De leraren en de ouders zijn heel belangrijk om de taalontwikkeling te stimuleren. Dit kan door middel van een goede basishouding in een gesprek.
Het gesprek en de dagelijkse communicatie zijn de beste oefenmomenten om het taalgebruik te ontwikkelen en om begrippen en taalregels eigen te maken. Dat kunnen alledaagse gesprekken zijn over van alles en nog wat, of het kunnen leergesprekken zijn rondom een onderwerp in de klas of uit een boek. Ook bij samen spelen past samen praten.
Belangrijke principes uit de taaldidactiek die in de scholen voor type 7 worden aangewend.
Gebruik visuele hulpmiddelen zoals foto’s, boeken of materialen om datgene wat in de spreektaal uitgewisseld wordt, te visualiseren
Vragen als “wat is dat?” of ja-neenvragen lokken niet zoveel gesprek uit.

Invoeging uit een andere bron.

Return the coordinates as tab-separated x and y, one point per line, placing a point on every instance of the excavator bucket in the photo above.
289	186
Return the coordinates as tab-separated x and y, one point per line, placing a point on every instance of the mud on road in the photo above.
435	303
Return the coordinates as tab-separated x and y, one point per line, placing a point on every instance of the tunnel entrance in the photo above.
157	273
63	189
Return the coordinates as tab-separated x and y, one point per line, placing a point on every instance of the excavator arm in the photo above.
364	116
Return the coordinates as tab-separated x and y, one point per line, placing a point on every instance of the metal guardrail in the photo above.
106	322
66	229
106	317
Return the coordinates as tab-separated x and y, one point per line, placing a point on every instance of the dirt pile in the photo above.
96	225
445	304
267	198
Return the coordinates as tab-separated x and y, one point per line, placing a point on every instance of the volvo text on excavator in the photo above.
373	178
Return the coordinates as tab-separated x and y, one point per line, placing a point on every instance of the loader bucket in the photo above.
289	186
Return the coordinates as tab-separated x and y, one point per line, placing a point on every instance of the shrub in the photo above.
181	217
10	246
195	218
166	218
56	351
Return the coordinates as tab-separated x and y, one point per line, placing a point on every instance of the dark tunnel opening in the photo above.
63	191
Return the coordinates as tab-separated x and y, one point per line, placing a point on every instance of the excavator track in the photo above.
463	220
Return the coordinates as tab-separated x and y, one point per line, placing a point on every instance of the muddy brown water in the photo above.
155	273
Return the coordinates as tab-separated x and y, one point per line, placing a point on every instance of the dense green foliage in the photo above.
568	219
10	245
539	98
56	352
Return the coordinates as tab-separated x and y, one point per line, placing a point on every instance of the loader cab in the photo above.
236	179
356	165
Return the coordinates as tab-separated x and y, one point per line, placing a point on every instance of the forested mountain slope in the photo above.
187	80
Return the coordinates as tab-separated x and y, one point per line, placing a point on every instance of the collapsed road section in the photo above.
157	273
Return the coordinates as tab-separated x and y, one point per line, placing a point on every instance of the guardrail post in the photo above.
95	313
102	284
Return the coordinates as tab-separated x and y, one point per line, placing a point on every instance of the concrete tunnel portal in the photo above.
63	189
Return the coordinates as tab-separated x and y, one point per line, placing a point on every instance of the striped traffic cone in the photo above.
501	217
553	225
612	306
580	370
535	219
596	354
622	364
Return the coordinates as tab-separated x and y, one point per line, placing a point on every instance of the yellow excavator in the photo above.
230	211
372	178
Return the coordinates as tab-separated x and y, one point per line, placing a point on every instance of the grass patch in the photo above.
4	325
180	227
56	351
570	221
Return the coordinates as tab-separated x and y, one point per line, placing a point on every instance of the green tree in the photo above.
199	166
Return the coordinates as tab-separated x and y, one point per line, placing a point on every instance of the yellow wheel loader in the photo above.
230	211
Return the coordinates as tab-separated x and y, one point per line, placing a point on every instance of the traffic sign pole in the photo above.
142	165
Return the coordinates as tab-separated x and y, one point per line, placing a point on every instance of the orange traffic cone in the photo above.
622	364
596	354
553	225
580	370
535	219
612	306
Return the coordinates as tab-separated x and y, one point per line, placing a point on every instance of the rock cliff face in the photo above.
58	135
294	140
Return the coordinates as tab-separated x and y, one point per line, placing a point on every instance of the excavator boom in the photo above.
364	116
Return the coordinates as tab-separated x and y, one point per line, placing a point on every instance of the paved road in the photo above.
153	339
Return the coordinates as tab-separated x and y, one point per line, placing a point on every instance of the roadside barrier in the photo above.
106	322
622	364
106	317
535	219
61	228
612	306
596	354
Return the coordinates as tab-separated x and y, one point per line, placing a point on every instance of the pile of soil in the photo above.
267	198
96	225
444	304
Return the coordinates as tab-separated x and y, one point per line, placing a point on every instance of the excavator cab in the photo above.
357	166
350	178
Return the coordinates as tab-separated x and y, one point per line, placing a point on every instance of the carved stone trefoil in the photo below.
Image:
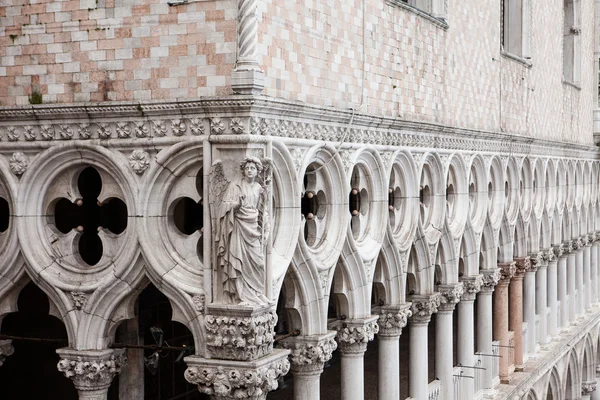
239	333
229	380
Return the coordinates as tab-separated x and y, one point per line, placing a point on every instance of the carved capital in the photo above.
449	296
472	286
229	380
507	270
353	335
588	387
423	306
392	319
91	370
490	278
6	350
309	353
239	332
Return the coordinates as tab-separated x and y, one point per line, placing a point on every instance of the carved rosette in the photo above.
239	333
229	380
91	369
392	319
309	353
490	278
6	350
423	306
588	387
522	265
471	286
450	296
353	335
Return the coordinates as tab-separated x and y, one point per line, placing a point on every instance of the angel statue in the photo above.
241	230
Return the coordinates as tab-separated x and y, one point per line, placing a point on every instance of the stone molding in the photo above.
91	370
309	353
588	387
472	285
353	335
229	380
450	295
393	318
490	278
423	306
6	350
240	333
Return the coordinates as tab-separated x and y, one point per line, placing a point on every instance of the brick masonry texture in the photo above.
370	55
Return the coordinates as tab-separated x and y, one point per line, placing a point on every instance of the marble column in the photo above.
353	336
391	321
563	285
92	371
308	354
423	306
491	277
444	342
529	297
501	316
571	283
466	330
553	290
516	308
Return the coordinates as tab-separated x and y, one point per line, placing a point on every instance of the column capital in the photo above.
309	353
522	264
91	370
450	295
490	278
354	334
241	333
6	350
392	318
507	271
423	306
229	380
588	387
472	286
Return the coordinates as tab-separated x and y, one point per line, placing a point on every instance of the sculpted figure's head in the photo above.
251	167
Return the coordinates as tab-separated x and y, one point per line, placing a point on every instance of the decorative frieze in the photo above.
309	353
239	333
393	318
353	335
91	369
229	380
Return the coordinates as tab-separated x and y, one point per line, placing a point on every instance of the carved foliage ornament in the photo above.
240	338
237	383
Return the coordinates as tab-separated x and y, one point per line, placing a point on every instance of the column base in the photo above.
236	380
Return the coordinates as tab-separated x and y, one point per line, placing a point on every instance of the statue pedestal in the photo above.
239	332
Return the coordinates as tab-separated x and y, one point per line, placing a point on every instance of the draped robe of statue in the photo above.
240	250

Goede vragen zijn vragen die gericht zijn op de oprechte interesse.
Geef het kind de mogelijkheid om op zijn eigen manier te antwoorden.
Maar let hierop: wanneer jij meerdere vragen achter elkaar stelt, kan het kind hierdoor de draad kwijtraken.
Het kind leert zijn/haar beurt te nemen in het gesprek.
Voeg op een natuurlijke manier nieuwe taal, ervaringen en ideeën toe aan het gesprek
Ondersteunende communicatiemiddelen kunnen ingezet worden om:
Motorische vormen: bewegingen versterken de talige boodschap of voegen informatie toe.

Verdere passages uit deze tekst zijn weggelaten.